In late September, Umicore announced its biggest strategic move yet in batteries: the formation of a $3 billion European joint venture with Volkswagen Group’s battery division, PowerCo, to make cathode materials and their precursors. The partners plan to produce enough material annually for 2.2 million EVs, PowerCo chairman Thomas Schmall says in a press release.
The environmental performance of BASF, the big German chemical company that is Europe’s other major cathode material supplier, is also attracting attention. “BASF’s strategy to cut total emissions against high-impact producers by about 80% serves as a competitive advantage,” Jefferies says in a recent note to clients. BASF is on track to have a 10% global market share by 2030 and be the first global cathode material producer to have a meaningful manufacturing presence in every major industrial region of the world, Jefferies adds.
Companies like BASF and Umicore are also developing technologies for the zero-waste recycling of lithium and other materials from used batteries. Recycling could play a major role in the lithium supply chain, especially in Europe, where opportunities to mine the element are limited. After 2030, recycling could provide 70% of Europe’s lithium supply needs, according to the study by KU Leuven.
“For Umicore, battery recycling is key,” says Hachi Yagi, an associate scientist at the company. “It’s very important for the future. We need to invest in R&D but also new plants to have the capability to recycle the batteries in the future.”
Recycling old EV batteries has hardly begun, yet keeping battery waste in Europe is already a concern. “There’s a big risk that the scrap we generate will just be shipped elsewhere,” Eurometaux’s Heron says.
There is healthy demand for “black mass”—the mixture of metals recovered from dismantled EV batteries—in South Korea and China. The South Korean battery recycling firms SungEel HiTech and Sebit Chem successfully launched on the South Korean stock exchange during the summer. “The message to policy makers is not to be naive,” Heron says.
Meanwhile, major Chinese battery companies continue to invest heavily around the world. Contemporary Amperex Technology Co. Limited, the world’s largest lithium-ion battery maker, is building a major EV battery plant in Germany and recently disclosed plans to build what could be Europe’s largest lithium-ion EV battery plant, in Hungary. Costing $7.5 billion, it will have an annual capacity to produce enough batteries to power more than 200,000 EVs.

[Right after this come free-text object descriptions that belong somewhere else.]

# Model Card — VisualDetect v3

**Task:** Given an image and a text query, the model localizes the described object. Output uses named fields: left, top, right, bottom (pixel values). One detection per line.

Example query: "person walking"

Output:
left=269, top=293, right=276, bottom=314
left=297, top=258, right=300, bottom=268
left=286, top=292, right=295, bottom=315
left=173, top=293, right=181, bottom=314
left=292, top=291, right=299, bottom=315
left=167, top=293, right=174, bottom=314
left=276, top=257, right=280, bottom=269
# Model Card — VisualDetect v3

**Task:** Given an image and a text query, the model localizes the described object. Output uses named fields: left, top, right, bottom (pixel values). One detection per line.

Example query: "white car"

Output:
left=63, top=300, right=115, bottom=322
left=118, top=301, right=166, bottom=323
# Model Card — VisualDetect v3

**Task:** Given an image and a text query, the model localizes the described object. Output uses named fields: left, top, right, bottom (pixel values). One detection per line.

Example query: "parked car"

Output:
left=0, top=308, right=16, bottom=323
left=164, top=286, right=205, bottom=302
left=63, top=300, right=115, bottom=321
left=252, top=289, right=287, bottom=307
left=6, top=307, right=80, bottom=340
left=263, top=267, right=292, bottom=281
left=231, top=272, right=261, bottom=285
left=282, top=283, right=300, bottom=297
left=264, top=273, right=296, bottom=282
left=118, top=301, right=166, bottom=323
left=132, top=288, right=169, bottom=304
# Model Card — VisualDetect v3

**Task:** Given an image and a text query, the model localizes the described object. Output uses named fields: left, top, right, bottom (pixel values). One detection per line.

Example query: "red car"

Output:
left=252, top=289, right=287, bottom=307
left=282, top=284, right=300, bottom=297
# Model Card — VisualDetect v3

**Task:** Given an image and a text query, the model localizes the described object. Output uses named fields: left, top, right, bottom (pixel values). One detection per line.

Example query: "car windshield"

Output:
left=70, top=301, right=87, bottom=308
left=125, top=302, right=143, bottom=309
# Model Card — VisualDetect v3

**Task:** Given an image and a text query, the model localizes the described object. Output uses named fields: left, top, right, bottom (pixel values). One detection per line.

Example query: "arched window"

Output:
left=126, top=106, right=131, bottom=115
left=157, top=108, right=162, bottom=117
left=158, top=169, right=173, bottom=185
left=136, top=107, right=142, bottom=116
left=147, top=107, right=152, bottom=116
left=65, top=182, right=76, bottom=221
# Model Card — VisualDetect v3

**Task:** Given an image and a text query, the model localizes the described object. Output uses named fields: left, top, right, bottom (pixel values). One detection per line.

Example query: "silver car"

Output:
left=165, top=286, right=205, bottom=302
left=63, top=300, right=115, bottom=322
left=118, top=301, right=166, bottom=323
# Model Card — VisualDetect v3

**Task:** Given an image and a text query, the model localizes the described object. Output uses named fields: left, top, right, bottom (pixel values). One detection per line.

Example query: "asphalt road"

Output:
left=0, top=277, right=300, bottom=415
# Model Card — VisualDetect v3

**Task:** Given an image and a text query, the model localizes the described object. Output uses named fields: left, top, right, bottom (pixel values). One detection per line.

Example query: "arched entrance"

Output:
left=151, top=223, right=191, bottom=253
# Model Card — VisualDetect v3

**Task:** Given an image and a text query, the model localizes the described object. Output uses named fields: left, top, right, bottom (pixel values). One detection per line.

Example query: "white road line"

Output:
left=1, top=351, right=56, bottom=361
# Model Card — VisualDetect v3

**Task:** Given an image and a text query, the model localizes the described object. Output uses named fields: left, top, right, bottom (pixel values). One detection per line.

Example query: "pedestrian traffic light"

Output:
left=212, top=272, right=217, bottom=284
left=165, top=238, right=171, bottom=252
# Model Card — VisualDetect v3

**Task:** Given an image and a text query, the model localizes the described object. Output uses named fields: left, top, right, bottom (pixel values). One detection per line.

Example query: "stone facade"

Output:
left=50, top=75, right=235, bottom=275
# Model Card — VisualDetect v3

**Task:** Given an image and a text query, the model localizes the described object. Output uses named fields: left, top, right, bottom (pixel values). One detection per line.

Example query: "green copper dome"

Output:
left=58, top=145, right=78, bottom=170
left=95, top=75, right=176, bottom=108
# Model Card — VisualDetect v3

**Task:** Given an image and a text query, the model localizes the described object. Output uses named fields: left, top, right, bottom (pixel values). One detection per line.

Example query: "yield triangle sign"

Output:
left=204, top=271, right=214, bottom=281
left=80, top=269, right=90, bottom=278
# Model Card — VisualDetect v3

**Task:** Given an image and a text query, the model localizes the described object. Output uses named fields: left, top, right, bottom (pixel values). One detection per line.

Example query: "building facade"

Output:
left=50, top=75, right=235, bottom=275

Chinese firms are clearly unmatched in lithium-ion battery chemistry at present, but technological breakthroughs could give companies outside China a bigger share of the future lithium value chain, McKinsey’s Hoffman says.
On the other hand, a surge in the adoption of EVs in China could lead to tension over where Chinese lithium-chemical producers will direct their product, should supplies run short. “The car industry in China is growing rapidly. They will also move to EV production,” Accenture’s Elser says. “You wonder whether they can ramp up their lithium production capacity” to keep up with demand, he adds.
While Elser acknowledges the possibility of a worst-case scenario, he also suggests that lithium production outside China could grow fast enough to meet demand and that China’s dominant market position could be diluted. The global supply of lithium—and with it, the ability of many countries to transition to a more sustainable form of transportation—hangs in the balance.